I Carabinieri della Compagnia di Alcamo hanno dato esecuzione ad un’ordinanza di misura cautelare nei confronti di 3 alcamesi e un gambiano, emessa dal Gip di Trapani su richiesta della locale Procura della Repubblica, per i reati di rissa e lesioni aggravate.
I quattro sarebbero responsabili di un grave episodio di violenza avvenuto lo scorso 7 novembre ad Alcamo. I dettagli sono riportati nelle seguente nota diffusa oggi dal Comando provinciale dei Carabinieri.
"I militari dell’Arma sono intervenuti a seguito di segnalazione al 112 presso il locale pronto soccorso in quanto era stato trasportato in codice rosso un giovane alcamese di 23 anni. Gli immediati accertamenti eseguiti dai Carabinieri consentivano di stabilire che alle 19.30 circa di venerdì 7 novembre in via Gaetano Martino, il malcapitato veniva colpito alla testa da uno straniero con un bastone in legno".
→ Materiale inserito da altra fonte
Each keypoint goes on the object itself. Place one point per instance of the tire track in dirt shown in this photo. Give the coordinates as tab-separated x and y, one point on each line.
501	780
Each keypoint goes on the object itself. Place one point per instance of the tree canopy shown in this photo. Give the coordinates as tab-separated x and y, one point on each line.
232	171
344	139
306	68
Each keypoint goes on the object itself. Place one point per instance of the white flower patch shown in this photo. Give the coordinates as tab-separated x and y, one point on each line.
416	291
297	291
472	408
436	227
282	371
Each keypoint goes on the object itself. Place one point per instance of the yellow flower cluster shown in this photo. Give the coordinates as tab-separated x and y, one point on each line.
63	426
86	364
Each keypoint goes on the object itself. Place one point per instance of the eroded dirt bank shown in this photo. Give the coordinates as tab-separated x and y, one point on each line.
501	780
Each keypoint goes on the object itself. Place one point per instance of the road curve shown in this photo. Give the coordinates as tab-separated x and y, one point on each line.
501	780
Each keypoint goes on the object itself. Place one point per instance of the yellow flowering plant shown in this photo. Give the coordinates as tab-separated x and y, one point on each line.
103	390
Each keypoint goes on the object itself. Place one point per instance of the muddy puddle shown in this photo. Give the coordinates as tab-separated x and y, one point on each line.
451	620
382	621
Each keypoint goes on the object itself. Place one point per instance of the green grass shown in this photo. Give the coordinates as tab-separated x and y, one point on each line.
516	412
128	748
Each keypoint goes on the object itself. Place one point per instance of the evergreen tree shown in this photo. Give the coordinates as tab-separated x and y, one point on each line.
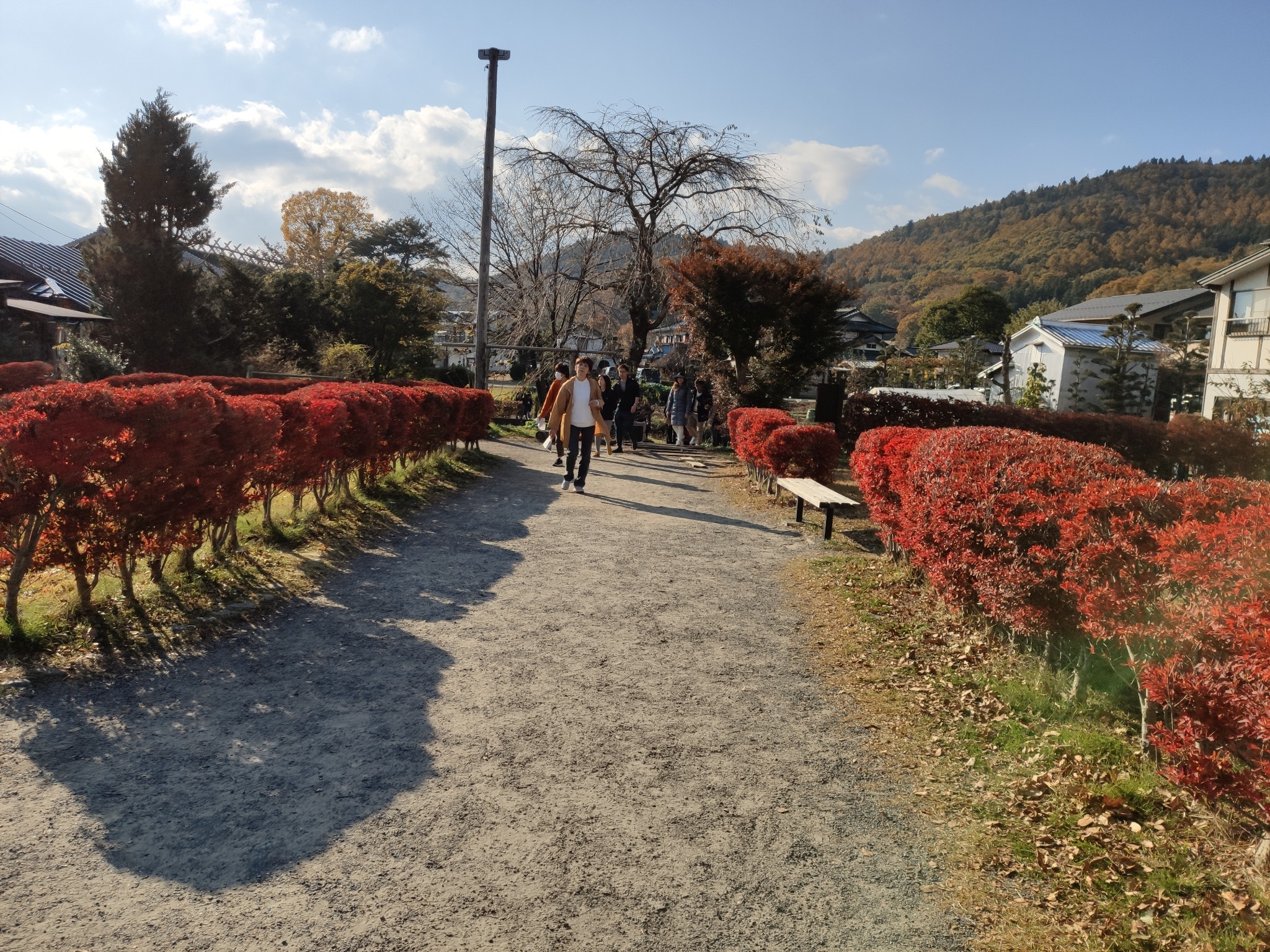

L’alcamese, a seguito delle gravissime lesioni riportate veniva trasportato all'ospedale Villa Sofia di Palermo in prognosi riservata.
"Lo sviluppo dell’indagine avvenuto nell'immediatezza, intrapresa dagli inquirenti e la visione delle immagini estrapolate dai circuiti di videosorveglianza, consentiva di documentare che il malcapitato veniva colpito nel corso di una rissa alla quale avrebbero partecipato lo straniero sopra citato, nonché altri 3 soggetti alcamesi, e che il gruppo si sarebbe fronteggiato a colpi di bastone e bottiglie in vetro, a seguito di un diverbio sorto per futili motivi in corso di compiuta ricostruzione.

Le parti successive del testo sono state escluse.